5) Determine the third force (from Connie), expressing it first in component form and then as a magnitude and direction (angle). Neglect friction.

Connie:

6)

7) Magnitude:

8) Direction

Thank you!

Answer 1

Paul: F1 = 39Lb[45o] = 27.6 + 27.6i.

Johnny: F2 = 68Lb[224o] = -48.9 - 47.2i.

F1+F2 = (27.6+27.6i) + (-48.9-47.2i),
F1+F2 = -21.3 - 19.6i = 28.9Lb[42.6o]S. of W. = 28.9Lb[222.6] CCW.

Connie:
Connie's force is the equilibrant force, because it reduces the resultant force to zero:

F3 = -(F1+F2) = -(-21.3-19.6i) = 21.3 + 19.6i = 28.9Lb[42.6o] N. of E. = 28.9Lb[42.6o] CCW.

Answer 2

1) To express the boys' forces in terms of unit vectors, we can use the following convention:

- The positive x-direction is to the right.
- The positive y-direction is upwards.

Paul pulls to the northeast, which means his force has components in both the x and y directions. We can break down his force as follows:

Paul's force = 39 lb (cos 45° î + sin 45° ĵ)
= 39 lb (√2/2 î + √2/2 ĵ)
= 19.5√2 lb î + 19.5√2 lb ĵ

Johnny pulls at an angle of 44° south of due west. We can break down his force as follows:

Johnny's force = 68 lb (cos (-44°) î + sin (-44°) ĵ)
= 68 lb (cos 44° î - sin 44° ĵ)

2) Now let's calculate the components for Johnny's force:

Johnny's force = 68 lb (cos 44° î - sin 44° ĵ)
= 68 lb (0.7193 î - 0.6947 ĵ)

3) Now let's determine the third force from Connie. Since the sled does not move, the net force acting on it must be zero. This means the vector sum of all the forces must be zero.
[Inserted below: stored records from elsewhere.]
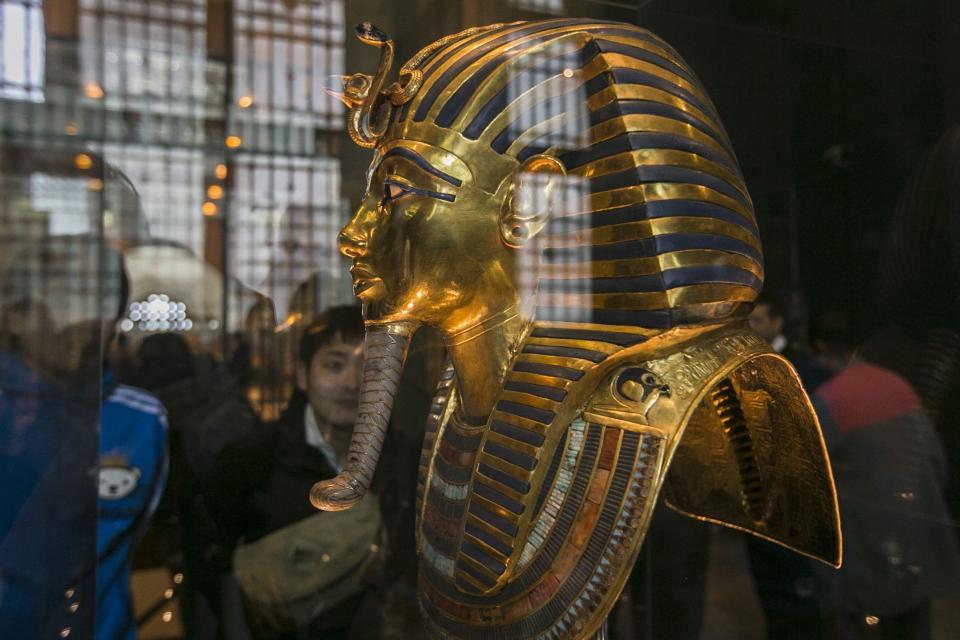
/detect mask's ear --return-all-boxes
[499,155,567,247]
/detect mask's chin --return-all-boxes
[310,320,415,511]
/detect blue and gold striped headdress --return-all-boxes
[341,18,761,331]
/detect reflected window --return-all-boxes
[0,0,44,102]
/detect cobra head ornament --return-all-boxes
[312,19,841,639]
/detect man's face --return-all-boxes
[297,333,363,428]
[339,140,517,333]
[748,303,784,344]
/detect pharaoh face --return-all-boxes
[339,140,520,333]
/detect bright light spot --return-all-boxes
[173,573,184,584]
[164,588,174,599]
[88,178,103,191]
[562,68,574,78]
[83,82,104,99]
[237,95,254,108]
[207,184,224,200]
[64,122,78,136]
[161,611,173,623]
[69,603,79,613]
[865,616,879,626]
[126,295,193,332]
[202,201,217,216]
[225,135,242,148]
[74,153,92,170]
[60,629,71,638]
[214,163,228,179]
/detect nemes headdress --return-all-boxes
[339,19,759,328]
[322,19,840,639]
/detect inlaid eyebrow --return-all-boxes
[382,147,463,187]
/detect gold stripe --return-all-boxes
[490,410,551,435]
[471,494,521,523]
[453,567,492,592]
[584,114,734,164]
[505,111,575,158]
[456,553,499,581]
[516,352,598,368]
[498,389,558,413]
[594,33,688,72]
[477,54,610,145]
[570,147,748,201]
[539,249,763,279]
[475,474,528,504]
[466,513,517,548]
[411,21,541,118]
[533,320,656,336]
[477,452,536,479]
[666,283,757,307]
[599,53,713,107]
[462,531,510,561]
[424,22,619,123]
[545,216,760,251]
[525,336,623,354]
[538,290,667,310]
[508,371,571,389]
[586,84,727,145]
[568,182,755,224]
[456,31,597,134]
[541,285,761,311]
[486,430,541,458]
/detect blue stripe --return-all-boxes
[595,39,699,87]
[587,163,750,209]
[521,343,609,363]
[589,99,734,160]
[512,360,585,380]
[478,462,531,494]
[608,67,716,122]
[543,232,762,263]
[469,500,519,536]
[474,481,525,515]
[559,131,739,175]
[530,326,648,345]
[491,418,548,446]
[414,19,600,122]
[464,522,513,556]
[547,199,758,235]
[459,40,602,138]
[661,264,762,290]
[483,438,538,470]
[540,265,761,295]
[503,380,567,402]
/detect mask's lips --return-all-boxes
[310,321,414,511]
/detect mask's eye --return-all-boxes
[387,183,407,200]
[382,180,413,205]
[381,178,456,204]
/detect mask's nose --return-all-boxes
[338,215,368,259]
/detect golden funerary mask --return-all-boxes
[312,19,841,639]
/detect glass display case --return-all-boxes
[1,1,958,639]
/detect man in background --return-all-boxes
[206,306,381,640]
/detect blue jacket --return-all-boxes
[97,374,168,640]
[0,353,167,640]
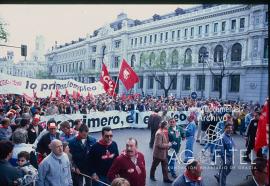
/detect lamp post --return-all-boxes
[200,51,209,99]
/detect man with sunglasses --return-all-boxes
[89,126,119,186]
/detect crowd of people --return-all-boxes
[0,93,269,186]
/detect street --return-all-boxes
[91,128,251,186]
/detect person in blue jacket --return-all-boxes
[68,124,96,186]
[184,114,197,163]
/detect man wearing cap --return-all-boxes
[184,114,197,163]
[27,114,44,144]
[243,109,260,162]
[37,119,60,158]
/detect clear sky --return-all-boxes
[0,4,199,62]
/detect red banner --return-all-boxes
[100,63,116,96]
[119,59,139,91]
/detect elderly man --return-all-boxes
[172,159,205,186]
[107,138,146,186]
[37,139,73,186]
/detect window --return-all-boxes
[212,75,221,92]
[160,33,163,41]
[154,34,157,43]
[157,76,165,89]
[191,27,194,36]
[231,43,242,61]
[184,29,188,37]
[160,51,166,66]
[214,23,218,33]
[91,60,96,69]
[140,53,145,67]
[264,38,268,58]
[198,47,208,63]
[170,75,177,90]
[92,46,96,52]
[182,75,190,90]
[266,11,268,23]
[144,36,147,43]
[222,21,226,32]
[196,75,205,91]
[114,56,120,68]
[184,48,192,64]
[148,76,154,89]
[198,26,202,35]
[252,39,258,57]
[140,37,142,44]
[171,49,179,65]
[150,35,152,43]
[131,55,136,67]
[115,40,121,48]
[172,31,175,40]
[165,32,168,40]
[131,39,133,46]
[205,25,209,34]
[229,75,240,92]
[177,30,181,38]
[231,19,236,30]
[214,45,224,62]
[149,52,155,66]
[135,38,137,45]
[139,76,143,89]
[240,18,245,28]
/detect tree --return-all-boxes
[205,42,236,99]
[136,50,179,97]
[0,18,8,42]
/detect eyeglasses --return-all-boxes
[17,159,26,162]
[104,134,113,138]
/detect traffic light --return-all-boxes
[21,45,27,57]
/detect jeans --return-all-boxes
[167,153,176,174]
[185,136,194,162]
[217,158,232,186]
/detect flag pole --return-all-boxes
[113,65,121,100]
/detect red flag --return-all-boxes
[119,59,139,91]
[23,93,33,104]
[55,88,61,98]
[65,89,69,101]
[100,63,117,96]
[72,90,77,100]
[255,100,269,152]
[33,89,37,99]
[77,90,81,98]
[49,91,53,100]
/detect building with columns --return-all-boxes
[45,4,268,103]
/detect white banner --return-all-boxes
[0,73,105,98]
[40,110,189,132]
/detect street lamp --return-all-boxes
[200,51,209,99]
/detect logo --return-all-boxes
[123,69,130,80]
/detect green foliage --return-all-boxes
[0,18,8,42]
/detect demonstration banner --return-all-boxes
[0,73,105,98]
[40,110,189,132]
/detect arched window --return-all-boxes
[149,52,155,66]
[171,49,178,65]
[231,43,242,61]
[184,48,192,64]
[198,47,208,63]
[160,51,166,65]
[131,54,136,67]
[214,45,224,62]
[140,53,145,67]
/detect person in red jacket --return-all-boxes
[107,137,146,186]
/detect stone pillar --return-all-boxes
[204,74,211,99]
[165,74,169,89]
[190,74,196,92]
[153,77,157,96]
[176,73,182,98]
[143,74,147,96]
[222,76,228,100]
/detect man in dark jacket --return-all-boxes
[148,108,162,148]
[68,124,96,186]
[89,127,119,185]
[243,109,260,162]
[0,140,23,186]
[36,119,60,157]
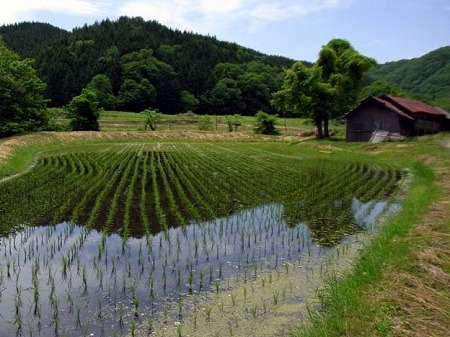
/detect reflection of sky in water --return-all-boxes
[352,198,400,230]
[0,199,399,337]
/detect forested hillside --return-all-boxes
[0,22,67,58]
[364,46,450,109]
[0,17,296,115]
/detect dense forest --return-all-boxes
[0,17,296,115]
[1,17,449,116]
[363,46,450,110]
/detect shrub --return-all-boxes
[142,108,161,131]
[226,114,242,132]
[68,89,100,131]
[254,110,278,135]
[198,115,213,131]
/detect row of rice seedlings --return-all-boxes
[0,156,71,229]
[68,148,134,226]
[164,149,216,219]
[0,223,91,336]
[177,145,384,247]
[182,144,273,208]
[354,167,405,231]
[149,150,168,231]
[139,150,152,240]
[350,165,400,222]
[208,143,305,177]
[122,147,148,244]
[174,144,237,215]
[191,143,293,205]
[1,147,143,336]
[160,150,202,221]
[156,150,188,227]
[103,148,140,239]
[42,150,119,226]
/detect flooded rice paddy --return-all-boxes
[0,142,405,336]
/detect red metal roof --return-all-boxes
[372,96,414,120]
[344,95,448,121]
[381,94,446,116]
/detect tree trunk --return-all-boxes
[315,118,324,139]
[324,117,329,138]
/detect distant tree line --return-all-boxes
[0,17,296,116]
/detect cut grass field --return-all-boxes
[0,124,449,336]
[50,108,344,137]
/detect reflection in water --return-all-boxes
[284,197,400,247]
[352,198,401,230]
[0,199,399,337]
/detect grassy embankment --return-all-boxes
[291,135,450,337]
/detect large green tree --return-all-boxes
[68,89,100,131]
[273,39,375,138]
[0,39,48,137]
[86,74,117,110]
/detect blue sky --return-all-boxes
[1,0,449,63]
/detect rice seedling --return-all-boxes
[204,306,212,322]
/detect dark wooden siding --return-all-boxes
[346,102,403,142]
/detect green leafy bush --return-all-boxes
[68,89,100,131]
[254,111,278,135]
[198,115,213,131]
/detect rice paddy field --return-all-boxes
[0,134,410,337]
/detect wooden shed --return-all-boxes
[345,94,449,142]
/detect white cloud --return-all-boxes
[116,0,353,36]
[117,0,246,35]
[0,0,105,24]
[0,0,354,36]
[250,0,353,21]
[119,2,174,24]
[198,0,243,13]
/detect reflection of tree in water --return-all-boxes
[283,198,362,248]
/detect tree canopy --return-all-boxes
[68,89,100,131]
[272,39,376,138]
[0,18,296,115]
[0,39,48,137]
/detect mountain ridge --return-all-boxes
[364,46,450,110]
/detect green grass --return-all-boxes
[0,142,49,178]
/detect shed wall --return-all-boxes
[346,103,403,142]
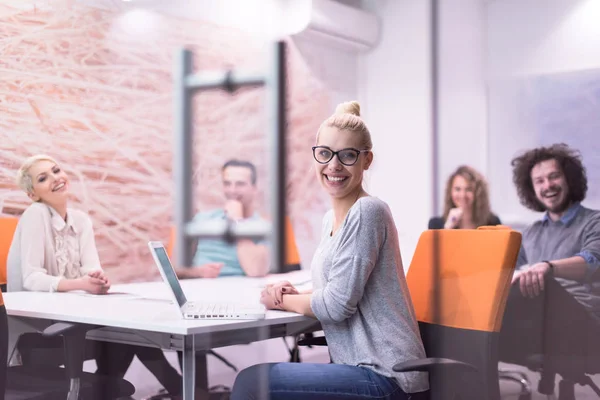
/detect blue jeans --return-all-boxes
[230,362,429,400]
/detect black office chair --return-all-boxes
[499,284,600,400]
[5,322,135,400]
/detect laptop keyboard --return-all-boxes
[190,302,235,315]
[182,300,266,319]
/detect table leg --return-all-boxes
[177,348,210,398]
[182,334,196,400]
[195,352,209,392]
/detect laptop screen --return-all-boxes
[152,245,188,308]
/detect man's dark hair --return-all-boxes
[511,143,587,212]
[222,159,257,185]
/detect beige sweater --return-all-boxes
[7,202,102,292]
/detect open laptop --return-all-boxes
[148,241,266,320]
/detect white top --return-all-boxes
[7,202,102,292]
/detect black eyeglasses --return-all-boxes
[312,146,370,166]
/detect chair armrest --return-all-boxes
[396,358,484,400]
[42,322,99,380]
[393,357,478,374]
[42,322,100,337]
[42,322,80,337]
[297,335,327,347]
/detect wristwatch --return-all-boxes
[542,260,555,273]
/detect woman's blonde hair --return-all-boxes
[16,154,59,196]
[316,101,373,150]
[443,165,492,227]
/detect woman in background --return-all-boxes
[7,154,183,397]
[429,165,501,229]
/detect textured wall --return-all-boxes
[0,1,330,282]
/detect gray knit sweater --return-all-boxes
[310,196,429,394]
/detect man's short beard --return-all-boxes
[543,196,571,214]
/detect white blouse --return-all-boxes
[7,202,103,292]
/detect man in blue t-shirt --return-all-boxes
[175,159,270,279]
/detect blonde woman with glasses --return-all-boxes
[230,103,430,400]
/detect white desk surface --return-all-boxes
[3,270,314,336]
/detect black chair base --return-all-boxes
[6,366,135,400]
[524,354,600,400]
[552,375,600,400]
[502,357,600,400]
[143,386,231,400]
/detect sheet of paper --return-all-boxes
[68,291,141,299]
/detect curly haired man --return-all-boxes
[500,143,600,375]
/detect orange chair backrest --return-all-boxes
[407,227,521,332]
[283,216,301,267]
[167,226,176,260]
[167,215,301,267]
[0,217,19,288]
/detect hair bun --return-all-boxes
[334,101,361,117]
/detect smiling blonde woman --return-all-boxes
[7,154,183,396]
[230,102,430,400]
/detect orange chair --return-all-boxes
[393,226,521,400]
[281,216,302,272]
[0,290,5,396]
[406,226,519,333]
[299,227,522,400]
[167,215,302,272]
[0,217,19,292]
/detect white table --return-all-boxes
[3,271,318,399]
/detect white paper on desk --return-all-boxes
[128,296,173,304]
[259,270,312,288]
[68,291,141,299]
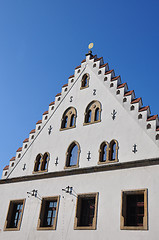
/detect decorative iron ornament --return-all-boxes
[111,109,117,120]
[55,157,58,166]
[22,164,26,171]
[132,144,137,153]
[87,151,91,161]
[48,125,52,135]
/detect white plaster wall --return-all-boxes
[7,59,159,178]
[0,165,159,240]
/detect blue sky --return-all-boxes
[0,0,159,176]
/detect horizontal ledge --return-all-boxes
[2,157,159,184]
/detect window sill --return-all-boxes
[60,126,76,131]
[98,159,118,164]
[83,120,101,126]
[32,170,48,174]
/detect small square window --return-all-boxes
[120,189,148,230]
[37,196,60,230]
[74,193,98,230]
[4,199,25,231]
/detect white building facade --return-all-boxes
[1,51,159,239]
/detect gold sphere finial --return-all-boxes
[88,43,94,50]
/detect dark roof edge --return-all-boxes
[1,157,159,184]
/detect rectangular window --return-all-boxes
[74,193,98,230]
[37,196,59,230]
[120,189,148,230]
[4,199,25,231]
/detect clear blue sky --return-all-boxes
[1,0,159,176]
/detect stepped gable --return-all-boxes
[3,51,159,178]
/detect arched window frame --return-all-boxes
[61,107,77,130]
[34,154,43,172]
[98,141,109,164]
[84,101,102,125]
[41,152,50,172]
[80,73,90,89]
[109,139,118,162]
[65,141,80,169]
[33,153,50,173]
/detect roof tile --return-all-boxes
[23,138,29,143]
[55,93,61,97]
[36,120,42,125]
[62,84,68,88]
[10,157,15,161]
[30,129,35,134]
[117,83,127,89]
[16,147,22,152]
[3,165,9,170]
[99,63,108,68]
[68,74,74,79]
[111,76,120,81]
[75,65,81,69]
[131,98,141,104]
[105,69,114,75]
[81,59,86,63]
[124,90,134,96]
[139,106,149,112]
[147,115,158,121]
[49,101,55,106]
[94,57,103,62]
[43,111,48,115]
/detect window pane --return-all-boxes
[79,197,95,227]
[87,110,91,123]
[69,144,78,166]
[64,116,68,128]
[102,144,107,161]
[95,108,99,121]
[70,114,75,127]
[126,194,144,227]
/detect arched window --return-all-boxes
[81,73,89,89]
[41,152,49,171]
[84,101,101,125]
[147,123,151,129]
[61,107,77,130]
[65,141,80,168]
[99,142,109,163]
[34,154,42,172]
[109,140,118,161]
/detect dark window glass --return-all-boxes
[41,153,49,171]
[9,202,23,228]
[87,110,92,123]
[82,75,88,87]
[102,144,107,161]
[43,200,57,227]
[70,114,75,127]
[63,116,68,128]
[69,144,78,166]
[110,142,116,160]
[34,155,42,172]
[95,108,99,121]
[126,194,144,227]
[78,197,95,227]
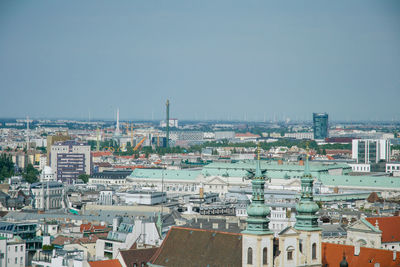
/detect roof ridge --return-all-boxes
[172,226,242,236]
[148,226,173,264]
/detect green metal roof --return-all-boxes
[129,169,200,181]
[201,160,350,178]
[319,174,400,189]
[359,218,382,233]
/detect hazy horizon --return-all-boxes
[1,1,399,121]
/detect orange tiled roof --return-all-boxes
[322,242,400,266]
[235,132,260,138]
[88,259,122,267]
[80,223,109,233]
[365,216,400,243]
[92,151,112,157]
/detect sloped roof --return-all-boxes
[89,259,122,267]
[149,227,242,266]
[365,216,400,243]
[51,235,73,246]
[367,192,382,203]
[119,248,158,267]
[80,223,110,233]
[322,242,400,266]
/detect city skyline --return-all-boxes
[1,1,399,121]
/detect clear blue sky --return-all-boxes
[0,1,399,121]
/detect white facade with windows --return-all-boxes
[349,163,371,173]
[352,139,391,164]
[30,182,64,210]
[386,162,400,175]
[98,191,113,206]
[0,237,26,267]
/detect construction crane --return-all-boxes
[133,137,146,151]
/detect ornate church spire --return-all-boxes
[242,144,272,235]
[294,146,321,231]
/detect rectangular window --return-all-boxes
[287,251,293,260]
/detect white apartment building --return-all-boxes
[0,237,26,267]
[96,218,162,260]
[284,132,314,140]
[352,139,391,164]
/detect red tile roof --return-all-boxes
[235,132,260,138]
[89,259,122,267]
[365,216,400,243]
[92,151,112,157]
[150,227,242,266]
[80,223,109,233]
[322,242,400,266]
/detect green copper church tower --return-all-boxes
[242,146,272,235]
[294,148,321,231]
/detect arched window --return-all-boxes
[247,247,253,265]
[287,246,294,261]
[263,247,268,264]
[312,243,317,259]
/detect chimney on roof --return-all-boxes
[375,220,379,230]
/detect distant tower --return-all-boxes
[116,108,120,136]
[166,100,170,148]
[313,113,328,140]
[113,108,121,145]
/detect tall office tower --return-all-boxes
[50,140,92,184]
[352,139,391,164]
[313,113,328,140]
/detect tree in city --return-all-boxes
[0,153,15,180]
[78,174,90,183]
[23,164,39,183]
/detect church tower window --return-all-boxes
[247,247,253,264]
[312,243,317,259]
[262,247,267,264]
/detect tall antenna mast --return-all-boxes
[166,100,170,148]
[116,108,120,135]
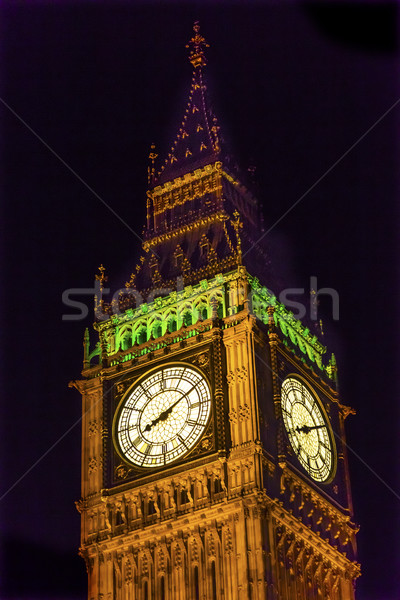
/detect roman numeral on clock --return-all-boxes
[132,435,141,447]
[177,434,188,448]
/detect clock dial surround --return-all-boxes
[281,376,335,483]
[113,364,211,468]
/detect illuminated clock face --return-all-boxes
[114,365,211,468]
[281,377,335,482]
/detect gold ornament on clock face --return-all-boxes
[114,365,211,468]
[281,377,334,482]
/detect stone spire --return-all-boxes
[152,22,221,186]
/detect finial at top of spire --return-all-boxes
[186,21,209,69]
[147,143,158,185]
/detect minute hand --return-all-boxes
[295,424,325,434]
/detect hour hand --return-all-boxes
[295,424,325,434]
[144,399,181,432]
[144,414,164,433]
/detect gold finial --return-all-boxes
[95,264,107,315]
[231,210,243,265]
[211,116,221,152]
[186,21,209,69]
[147,143,158,185]
[95,264,107,290]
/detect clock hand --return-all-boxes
[144,396,184,432]
[294,424,325,434]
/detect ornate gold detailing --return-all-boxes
[147,143,158,186]
[149,253,162,285]
[149,163,222,216]
[88,456,102,475]
[228,409,237,424]
[95,264,107,313]
[228,404,250,423]
[186,21,209,69]
[271,503,360,587]
[115,380,129,396]
[226,366,248,385]
[238,403,250,421]
[211,117,221,153]
[207,245,218,266]
[339,403,356,419]
[95,264,107,288]
[115,464,131,480]
[231,210,243,265]
[88,419,102,437]
[191,351,210,370]
[200,436,212,450]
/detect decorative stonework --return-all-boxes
[191,351,210,369]
[228,408,237,423]
[174,543,182,570]
[191,537,199,562]
[116,381,129,396]
[200,436,212,450]
[238,403,250,421]
[226,366,248,386]
[208,532,216,557]
[124,560,132,584]
[88,419,102,437]
[158,547,166,572]
[226,372,235,386]
[115,464,130,479]
[88,457,102,475]
[224,527,233,555]
[141,553,149,576]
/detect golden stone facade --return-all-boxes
[72,23,359,600]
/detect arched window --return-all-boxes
[152,322,162,339]
[168,317,177,333]
[137,328,147,345]
[211,561,217,600]
[121,333,132,351]
[144,580,148,600]
[181,488,188,505]
[160,576,165,600]
[183,311,192,326]
[200,306,208,321]
[194,565,200,600]
[217,302,223,319]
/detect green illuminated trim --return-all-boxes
[248,275,327,372]
[84,269,332,379]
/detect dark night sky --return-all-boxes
[1,2,399,599]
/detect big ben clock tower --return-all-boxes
[72,23,360,599]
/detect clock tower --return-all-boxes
[73,23,360,600]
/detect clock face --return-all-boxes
[114,364,211,468]
[281,377,335,482]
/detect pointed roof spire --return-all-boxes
[186,21,209,69]
[152,22,221,186]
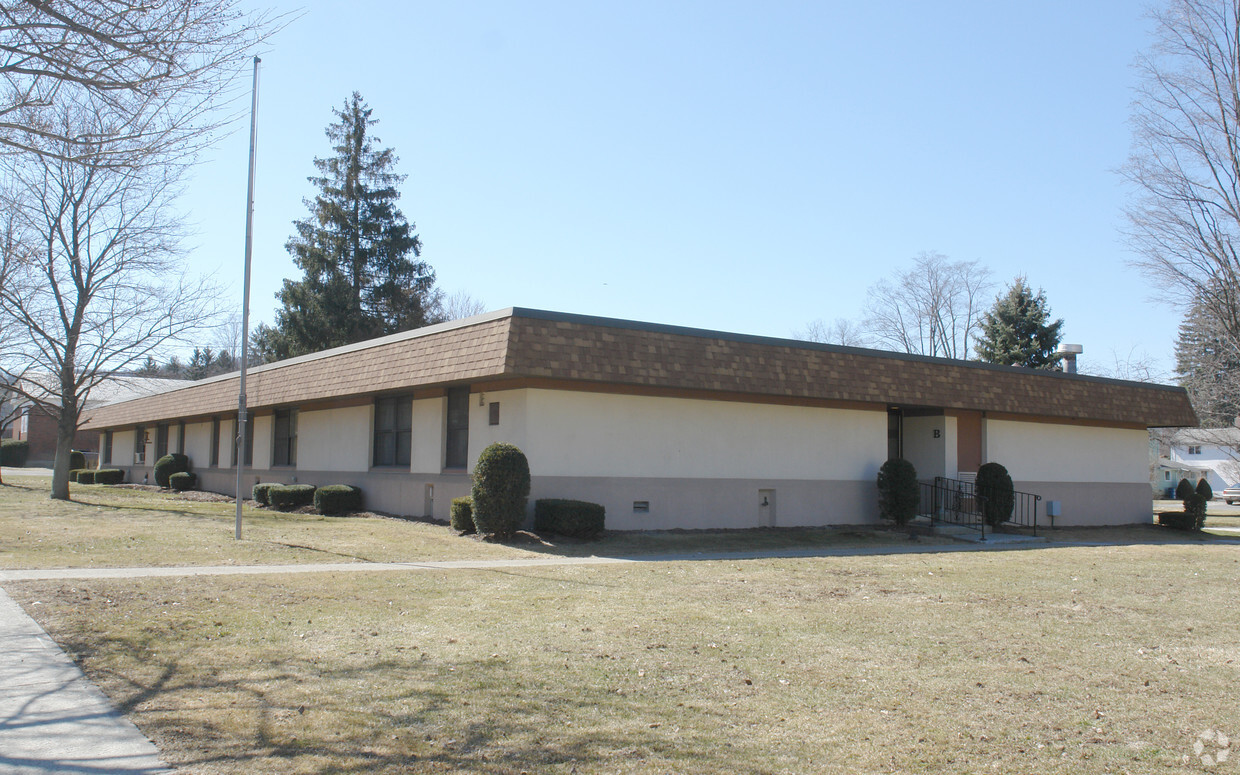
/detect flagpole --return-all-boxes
[236,55,260,540]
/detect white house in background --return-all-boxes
[81,308,1198,529]
[1163,427,1240,493]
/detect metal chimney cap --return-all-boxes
[1057,343,1083,355]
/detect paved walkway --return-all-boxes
[0,588,168,774]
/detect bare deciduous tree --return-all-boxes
[793,317,873,347]
[0,107,219,499]
[1125,0,1240,363]
[0,0,278,165]
[863,251,993,359]
[433,290,487,322]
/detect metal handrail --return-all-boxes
[934,476,1044,535]
[920,479,987,540]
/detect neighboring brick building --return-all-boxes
[13,375,186,466]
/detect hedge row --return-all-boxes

To find Connie's force, we need to use vector addition. We can write the equation:

Paul's force + Johnny's force + Connie's force = 0

Since we already know the components of Paul's and Johnny's forces, we can substitute them into the equation:

(19.5√2 lb î + 19.5√2 lb ĵ) + (0.7193 lb î - 0.6947 lb ĵ) + Connie's force = 0

4) Rearranging the equation, we can isolate Connie's force:

Connie's force = -(19.5√2 lb î + 19.5√2 lb ĵ) - (0.7193 lb î - 0.6947 lb ĵ)

Connie's force = -19.5√2 lb î - 19.5√2 lb ĵ - 0.7193 lb î + 0.6947 lb ĵ

Connie's force = (-19.5√2 - 0.7193) lb î + (-19.5√2 + 0.6947) lb ĵ

Finally, simplify:

Connie's force = (-19.5√2 - 0.7193) lb î + (-19.5√2 + 0.6947) lb ĵ

5) The components of Connie's force are (-19.5√2 - 0.7193) lb in the x-direction and (-19.5√2 + 0.6947) lb in the y-direction.

To find the magnitude and direction of Connie's force, we can use:

Magnitude (|F|) = √[(x-component)^2 + (y-component)^2]

Direction (θ) = arctan(y-component / x-component)

Magnitude:

|Connie's force| = √[(-19.5√2 - 0.7193)^2 + (-19.5√2 + 0.6947)^2] lb

Direction:

θ = arctan[(-19.5√2 + 0.6947) / (-19.5√2 - 0.7193)] radians (convert to degrees if desired)

This will give you the magnitude and direction (angle) of Connie's force.